Government agencies have a certain descending order of excuses they employ as a scandal grows. When they reach the point of quibbling over semantics and blaming low-level employees, it’s clear they know they’ve got a problem.
The EPA has a problem: its pre-emptive veto of the Pebble Mine, a proposed project in southwest Alaska. The law says that Pebble gets to apply for permits, and the Army Corps of Engineers gets to give thumbs up or down. The EPA, a law unto itself, instead last year blocked the proposal before applications were even filed. The agency claims it got involved because of petitions from Native American tribes in 2010, and that its veto is based on “science”—a watershed assessment that purportedly shows the mine would cause environmental harm.
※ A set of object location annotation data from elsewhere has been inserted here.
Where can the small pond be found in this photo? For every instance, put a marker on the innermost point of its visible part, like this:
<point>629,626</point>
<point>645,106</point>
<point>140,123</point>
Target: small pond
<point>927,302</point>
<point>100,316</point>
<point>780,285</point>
This column reported a week ago on EPA documents that tell a very different story. They reveal the existence of an internal EPA “options paper” that make clear the agency opposed the mine on ideological grounds and had already decided to veto it in the spring of 2010—well before it did any “science.” Emails showed an EPA biologist, Phil North,working in the same time frame with an outside green activist to gin up the petitions. It’s not much of a leap to suggest that the EPA encouraged the petitions so that it would have an excuse to intervene, run its science as cover, and block a project it already opposed.
None of this looks good, and in a nearby letter EPA Region 10 Administrator Dennis McLerran is already bringing up semantics. According to the EPA—and other environmental groups now picking up the same line—the agency didn’t “veto” the project, but simply put “restrictions” on it. Indeed. The “restrictions” are that Pebble can’t build its mine, or for that matter even a significantly smaller one. Veto, restrictions, it’s all the same thing. The EPA killed the project.